Atef Abu Saif (born 1973) is a Palestinian writer. He was born in Jabalia refugee camp in the Gaza Strip. He studied at the University of Birzeit and the University of Bradford, before going on to obtain a PhD from the European University Institute in Florence.

Since his literary debut in the late 1990s, Abu Saif has written a number of novels and short story collections. His novel A Suspended Life (2014) was shortlisted for the 2015 Arabic Booker Prize. He published five other novels: Shadows in the memory (1997), Tale of the Harvest Night (1998), The Snow Ball (2000), The Salty Grape of Paradise (2003), and Running in Place (2019). In addition to that he published two collections of short stories: Everything is Normal and Stories from Gaza Time. Abu Saif edited as well a collection of short stories from Gaza titled The Book of Gaza, which includes as well one of his own short stories. It was published by Comma 2014.
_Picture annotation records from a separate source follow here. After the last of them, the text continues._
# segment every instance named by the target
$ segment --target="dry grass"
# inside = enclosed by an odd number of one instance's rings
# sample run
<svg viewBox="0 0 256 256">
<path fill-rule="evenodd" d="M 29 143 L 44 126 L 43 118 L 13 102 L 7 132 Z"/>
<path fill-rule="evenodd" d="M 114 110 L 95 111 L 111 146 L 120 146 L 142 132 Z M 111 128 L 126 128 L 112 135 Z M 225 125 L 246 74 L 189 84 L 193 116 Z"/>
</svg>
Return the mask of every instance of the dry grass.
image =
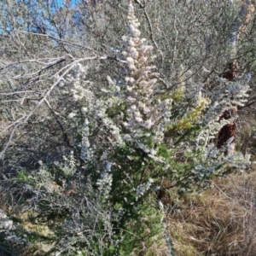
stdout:
<svg viewBox="0 0 256 256">
<path fill-rule="evenodd" d="M 177 256 L 256 255 L 256 172 L 212 181 L 186 195 L 168 215 Z"/>
</svg>

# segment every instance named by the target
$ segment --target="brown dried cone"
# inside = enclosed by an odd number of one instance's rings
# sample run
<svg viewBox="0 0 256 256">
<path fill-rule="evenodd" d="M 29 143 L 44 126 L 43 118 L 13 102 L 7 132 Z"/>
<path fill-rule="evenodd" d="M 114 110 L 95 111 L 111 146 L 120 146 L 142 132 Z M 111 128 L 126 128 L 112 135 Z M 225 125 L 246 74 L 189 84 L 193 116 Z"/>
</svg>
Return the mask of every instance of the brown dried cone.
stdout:
<svg viewBox="0 0 256 256">
<path fill-rule="evenodd" d="M 223 74 L 223 78 L 229 81 L 235 81 L 235 79 L 239 74 L 238 62 L 235 61 L 233 63 L 228 63 L 226 65 L 225 72 Z M 232 100 L 232 99 L 231 99 Z M 237 114 L 237 106 L 235 105 L 231 109 L 226 110 L 220 117 L 220 119 L 230 119 L 233 116 Z M 230 124 L 225 125 L 221 128 L 218 132 L 217 146 L 218 148 L 224 147 L 230 140 L 230 142 L 228 148 L 225 149 L 224 154 L 233 154 L 235 152 L 236 138 L 236 125 L 235 120 Z"/>
</svg>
A Suspended Life is going to be published in English autumn 2016 by Bloomsbury.

His account of the 2014 Gaza conflict was published in English under the title The Drone Eats with Me: Diaries from a City Under Fire, with a foreword by Noam Chomsky. Extracts from the diaries have appeared in Western publications such as Slate, Guernica, The Guardian and The New York Times. The Dairies appeared in Germany 2015 under the title Frühstück mit der Drohne, from Unionsverlag.

Abu Saif's 2019 novel Running in Placewas the first novel from Gaza to be translated into Hebrew and published in Israel.

On 5 February 2018, Fatah's Information, Culture, and Ideology Commission commissioned him as a spokesman for Fatah. Since 2019, he has been the Minister for Culture in the Palestine Authority.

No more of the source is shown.